Summary

  • A federal judge in Michigan has determined that sports prediction markets do not fall under the jurisdiction of the CFTC, favoring state regulators in the case against Polymarket.
  • The court has rejected Polymarket's attempt to prevent Michigan from enforcing restrictions on its sports betting contracts.
  • This case is now headed to the Sixth Circuit Court of Appeals, with the potential to escalate to the U.S. Supreme Court.

A Michigan federal judge delivered a significant ruling on Wednesday, concluding that wagers made on sports prediction markets are not classified as swaps under the authority of the CFTC.

The U.S. District Court for the Western District of Michigan dismissed Polymarket's request for a preliminary injunction aimed at halting Michigan's efforts to limit the platform's sports betting offerings. Michigan argues that these wagers are illegal sports betting, while Polymarket maintains that they should be regarded as swaps, which would place them under federal oversight.

In his ruling, Judge Paul L. Maloney expressed skepticism about Polymarket's chances of prevailing in its case. He emphasized that the sports-related bets offered by Polymarket do not meet the definition of swaps, thus exempting them from CFTC regulation.

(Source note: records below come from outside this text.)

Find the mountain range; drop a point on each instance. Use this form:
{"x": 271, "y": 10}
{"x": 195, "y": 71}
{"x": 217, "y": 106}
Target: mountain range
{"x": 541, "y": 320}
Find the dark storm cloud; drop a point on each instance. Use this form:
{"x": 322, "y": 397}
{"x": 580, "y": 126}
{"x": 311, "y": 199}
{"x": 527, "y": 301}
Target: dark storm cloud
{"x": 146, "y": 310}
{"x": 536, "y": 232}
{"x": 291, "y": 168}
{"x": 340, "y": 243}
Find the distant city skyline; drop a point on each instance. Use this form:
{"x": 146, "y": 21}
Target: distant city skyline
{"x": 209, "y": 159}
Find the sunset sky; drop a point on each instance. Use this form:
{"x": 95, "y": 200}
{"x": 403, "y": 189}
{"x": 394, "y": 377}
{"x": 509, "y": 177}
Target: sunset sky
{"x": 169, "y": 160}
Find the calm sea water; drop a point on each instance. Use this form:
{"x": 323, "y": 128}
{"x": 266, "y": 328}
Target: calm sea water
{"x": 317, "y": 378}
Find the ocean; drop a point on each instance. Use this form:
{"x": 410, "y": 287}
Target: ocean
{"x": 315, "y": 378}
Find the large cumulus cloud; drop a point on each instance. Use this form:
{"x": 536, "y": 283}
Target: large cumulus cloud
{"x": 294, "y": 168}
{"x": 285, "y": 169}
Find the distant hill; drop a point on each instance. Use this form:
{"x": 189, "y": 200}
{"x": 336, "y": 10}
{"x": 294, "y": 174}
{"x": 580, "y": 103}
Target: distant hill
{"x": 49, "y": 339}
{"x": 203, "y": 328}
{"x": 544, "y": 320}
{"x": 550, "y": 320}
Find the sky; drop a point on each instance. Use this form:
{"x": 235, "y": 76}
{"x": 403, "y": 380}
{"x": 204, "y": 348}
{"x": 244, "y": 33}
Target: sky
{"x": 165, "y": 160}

During Donald Trump's presidency, the CFTC asserted its right to regulate prediction markets based on existing legislation, particularly the Dodd-Frank Act of 2010. Recently, the CFTC has initiated lawsuits against several states trying to limit the spread of prediction markets, a move that has garnered strong support from the White House.

Judge Maloney's decision challenges the CFTC's expansive interpretation of its regulatory authority.

“The plaintiff’s interpretation of derivatives is so broad that it would include numerous activities not typically linked to the financial sector, but rather to essential state functions,” Maloney stated.

He added, “Congress has not treated the federalist structure of government lightly. The Court believes that the legislation enacted after the 2008 financial crisis was not intended to fundamentally alter the balance of power between state and federal governments in ways unrelated to the issues it aimed to address.”

Over the past year, federal judges nationwide have addressed similar issues as prediction market platforms contest state regulations, with both red and blue states involved. For instance, in the Sixth Circuit—which encompasses federal courts in Michigan, Ohio, Kentucky, and Tennessee—one federal judge in Ohio ruled in favor of state regulators in March, while another judge in Tennessee ruled in favor of prediction markets in February.

The Sixth Circuit Court of Appeals is expected to begin reviewing the case next month, following the conflicting rulings from courts in its jurisdiction. The ultimate decision may rest with the U.S. Supreme Court in the coming years.